The schema migrations are strictly additive, so the old WAR runs against the new schema without complaint. If the new build is misbehaving and you need to back out:
# 1. Restore the previous WAR.
cp ~/ROOT.war.pre-oauth /home/ownsona/tomcat/webapps/ROOT.war
# 2. Restore the previous application.ini (it has OWNSONA_API_TOKEN).
cp ~/application.ini.pre-oauth /home/ownsona/ownsona/src/main/backend/application.ini
# 3. Watch the redeploy.
sudo journalctl -u ownsona.service -fAfter rollback you are back to bearer-token auth and the LLM clients you reconfigured in §4 will all 401. You then have two options:
- Re-add each client with the old static token (whatever workflow you used previously); or
- Roll forward again once the issue with the new build is fixed.

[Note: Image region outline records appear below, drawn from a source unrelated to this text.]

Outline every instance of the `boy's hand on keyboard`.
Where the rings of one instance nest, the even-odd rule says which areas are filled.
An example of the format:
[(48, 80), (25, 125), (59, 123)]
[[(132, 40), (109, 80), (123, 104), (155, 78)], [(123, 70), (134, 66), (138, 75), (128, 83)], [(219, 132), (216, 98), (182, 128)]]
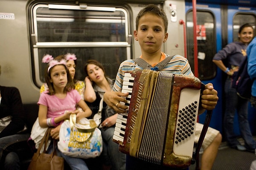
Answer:
[(104, 94), (103, 100), (104, 102), (117, 113), (121, 113), (127, 112), (128, 107), (120, 104), (122, 102), (126, 103), (127, 101), (125, 97), (128, 96), (128, 93), (123, 93), (118, 91), (106, 92)]

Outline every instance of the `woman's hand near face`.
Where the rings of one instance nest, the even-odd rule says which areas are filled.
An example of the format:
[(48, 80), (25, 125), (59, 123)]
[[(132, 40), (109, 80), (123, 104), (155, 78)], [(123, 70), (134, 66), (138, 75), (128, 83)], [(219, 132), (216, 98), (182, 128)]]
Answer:
[(96, 94), (92, 85), (92, 82), (89, 76), (87, 76), (84, 79), (85, 83), (85, 89), (84, 90), (84, 100), (86, 102), (93, 102), (96, 100)]

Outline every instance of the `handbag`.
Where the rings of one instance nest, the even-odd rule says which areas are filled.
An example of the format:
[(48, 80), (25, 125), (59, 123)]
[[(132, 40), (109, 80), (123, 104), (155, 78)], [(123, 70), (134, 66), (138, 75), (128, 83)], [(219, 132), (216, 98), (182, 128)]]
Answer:
[[(64, 159), (57, 156), (56, 141), (53, 142), (53, 150), (50, 154), (46, 153), (46, 147), (51, 131), (48, 128), (41, 141), (36, 153), (34, 154), (28, 170), (64, 170)], [(43, 146), (44, 145), (44, 146)], [(44, 147), (44, 148), (43, 148)], [(40, 153), (41, 150), (42, 153)]]
[(101, 119), (102, 119), (102, 108), (103, 107), (103, 98), (102, 97), (100, 100), (99, 102), (99, 108), (98, 113), (96, 113), (93, 116), (93, 120), (95, 121), (97, 127), (101, 128), (102, 127), (101, 125)]
[(83, 118), (76, 122), (75, 114), (62, 124), (58, 143), (64, 155), (82, 159), (94, 158), (101, 154), (103, 148), (101, 132), (93, 119)]

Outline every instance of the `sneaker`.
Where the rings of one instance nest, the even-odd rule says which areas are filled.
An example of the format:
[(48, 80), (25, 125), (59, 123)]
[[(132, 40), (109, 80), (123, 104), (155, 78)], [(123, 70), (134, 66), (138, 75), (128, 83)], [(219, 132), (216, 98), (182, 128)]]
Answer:
[(236, 146), (232, 147), (233, 148), (236, 149), (238, 150), (242, 150), (244, 151), (246, 150), (246, 148), (243, 145), (241, 145), (241, 144), (238, 144)]

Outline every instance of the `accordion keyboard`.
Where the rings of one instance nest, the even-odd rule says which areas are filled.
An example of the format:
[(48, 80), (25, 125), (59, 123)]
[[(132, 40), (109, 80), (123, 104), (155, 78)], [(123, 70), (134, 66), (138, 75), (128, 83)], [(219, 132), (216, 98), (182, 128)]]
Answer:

You generally do not need to restore the database from §3.1's
backup unless journalctl shows a migrator data corruption — the
new build only writes through the same MemoryRepository API the old
build used. Restore the DB only if you know it is needed.
If you want to also drop the columns the auto-migrator added (purely
to keep the schema tidy under the old code), use the rollback SQL
listed in the corresponding phase's ship checklist in
OwnSona-rollout-plan.md. This is optional.
- Access tokens expire after
OAuthAccessTokenTtlSeconds(default 3600). Clients refresh them silently using the refresh token; you do not see this. - Refresh tokens expire after
OAuthRefreshTokenTtlSeconds(default 30 days). At that point the client transparently opens the browser again; you re-enter yourOWNSONA_LOGIN_USERNAME/OWNSONA_LOGIN_PASSWORDand click Allow. - The AS state — signing key, dynamically-registered clients, refresh
tokens — lives in the SQLite database at the path you set in
OAuthAsSqliteFile(§3.4a). The absolute-path setting outside the webapp tree is what guarantees future redeploys cannot touch the live AS state. - To force-invalidate every issued token (e.g. you suspect a leak),
stop the service, delete the AS state file at
OAuthAsSqliteFile, and start the service. Each LLM client redoes the full OAuth flow on next use. - To rotate the login password without invalidating any client
sessions, just change
OWNSONA_LOGIN_PASSWORDinapplication.ini, rebuild, redeploy. The password is consulted only by the AS login page; existing tokens stay valid. - For other routine operational tasks — rotating credentials, key
rotation, status checks, log paths — see
INSTALL.md§17 (Operational reference).